The media crew included producer Amero Tesfaye, cameraman Amin Sherif, broadcast reporters Biftu Yusuf and Muse Omer, and driver Suleiman, according to The Reporter and journalists who are familiar with the case and who spoke with CPJ on condition of anonymity for fear of retaliation.
When the news crew, who are based in Dire Dawa, reached Meiso, a group of people stopped their car, started to question them, accused them of being spies, and then hit them with sticks and their fists, according to reports and the journalists with whom CPJ spoke. The crew identified themselves as journalists, showed their identification papers, and explained the reason for their travel, according to The Reporter and the journalists with whom CPJ spoke.

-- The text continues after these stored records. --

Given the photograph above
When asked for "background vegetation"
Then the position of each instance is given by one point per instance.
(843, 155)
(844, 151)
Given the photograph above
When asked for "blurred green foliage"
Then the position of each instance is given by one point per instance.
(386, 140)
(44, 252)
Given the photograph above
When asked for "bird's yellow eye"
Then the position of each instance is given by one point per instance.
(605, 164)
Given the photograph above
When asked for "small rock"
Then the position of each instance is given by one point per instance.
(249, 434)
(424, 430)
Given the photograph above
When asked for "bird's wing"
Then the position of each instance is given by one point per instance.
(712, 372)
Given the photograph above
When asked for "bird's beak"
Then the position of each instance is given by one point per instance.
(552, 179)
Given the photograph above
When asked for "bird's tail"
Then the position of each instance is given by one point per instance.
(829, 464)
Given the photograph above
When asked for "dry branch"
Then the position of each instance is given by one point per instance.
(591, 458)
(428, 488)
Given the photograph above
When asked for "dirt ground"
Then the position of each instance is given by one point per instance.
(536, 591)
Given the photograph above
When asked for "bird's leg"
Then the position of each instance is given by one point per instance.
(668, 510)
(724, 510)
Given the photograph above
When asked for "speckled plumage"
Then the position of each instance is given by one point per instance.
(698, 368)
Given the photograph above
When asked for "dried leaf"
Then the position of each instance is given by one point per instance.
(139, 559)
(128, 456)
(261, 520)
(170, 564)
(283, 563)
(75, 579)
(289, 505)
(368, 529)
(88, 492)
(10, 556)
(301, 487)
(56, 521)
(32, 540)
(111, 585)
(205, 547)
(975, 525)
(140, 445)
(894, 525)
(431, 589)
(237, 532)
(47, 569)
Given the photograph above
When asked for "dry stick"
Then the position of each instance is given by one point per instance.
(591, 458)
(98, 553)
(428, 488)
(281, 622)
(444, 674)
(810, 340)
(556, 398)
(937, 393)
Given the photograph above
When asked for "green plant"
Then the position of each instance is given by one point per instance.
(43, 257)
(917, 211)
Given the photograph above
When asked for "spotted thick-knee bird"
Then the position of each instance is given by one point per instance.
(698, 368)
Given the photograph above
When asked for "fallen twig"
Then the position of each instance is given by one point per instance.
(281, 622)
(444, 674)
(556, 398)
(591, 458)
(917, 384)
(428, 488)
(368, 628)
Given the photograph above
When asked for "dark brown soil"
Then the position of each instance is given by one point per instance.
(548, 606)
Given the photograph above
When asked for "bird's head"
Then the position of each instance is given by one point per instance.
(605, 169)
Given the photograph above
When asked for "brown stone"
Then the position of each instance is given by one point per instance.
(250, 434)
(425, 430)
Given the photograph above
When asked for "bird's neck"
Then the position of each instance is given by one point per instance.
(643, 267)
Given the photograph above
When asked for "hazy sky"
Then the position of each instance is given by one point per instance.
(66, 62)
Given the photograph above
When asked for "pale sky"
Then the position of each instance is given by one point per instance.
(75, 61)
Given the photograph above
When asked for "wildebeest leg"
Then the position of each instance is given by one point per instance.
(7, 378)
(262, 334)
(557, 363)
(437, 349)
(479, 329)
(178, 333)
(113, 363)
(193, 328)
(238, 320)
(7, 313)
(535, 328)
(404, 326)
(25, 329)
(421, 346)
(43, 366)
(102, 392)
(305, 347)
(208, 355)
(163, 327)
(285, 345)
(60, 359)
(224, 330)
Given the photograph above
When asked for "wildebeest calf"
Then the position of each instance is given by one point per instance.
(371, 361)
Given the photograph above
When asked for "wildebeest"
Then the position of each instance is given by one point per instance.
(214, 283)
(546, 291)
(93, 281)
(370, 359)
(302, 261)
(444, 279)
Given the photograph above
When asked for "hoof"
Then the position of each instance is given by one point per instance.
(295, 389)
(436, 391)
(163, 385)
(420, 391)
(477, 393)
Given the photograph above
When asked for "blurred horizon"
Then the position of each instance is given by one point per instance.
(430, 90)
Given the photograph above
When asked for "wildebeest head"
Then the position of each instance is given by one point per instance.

The assault came during a period of tension in the region, in the wake of a recent clash between local communities in Meiso, which is part of a longer history of conflict in the Oromia and Somali regions of Ethiopia, Deressa Terese, the deputy head of the state communication bureau in Oromia, told CPJ. The journalists with whom CPJ spoke said that they believe the attackers associated the news crew with the Somali region. Suleiman was of Somali ethnicity, the journalists told CPJ.
Following the initial assault, the attackers took the journalists to a local police station, according to Deressa and the journalists with whom CPJ spoke. Suleiman later left the station without the journalists and was found badly beaten in the city, they said. Deressa said he believes the same group who attacked the crew earlier was likely responsible.
Deressa and one other person with whom CPJ spoke said the attackers took the crew to the police because they wanted authorities to investigate whether they were spies. The other people with whom CPJ spoke said some of the attackers took the crew to the police for their own protection. CPJ was unable to verify why the crew was taken to the police.
Deressa said that the police in Meiso were investigating the attack. An article in The Reporter on July 21 said that investigations were yet to commence. CPJ’s calls and a text message sent to Dire Dawa city mayor, Ibrahim Usman, went unanswered.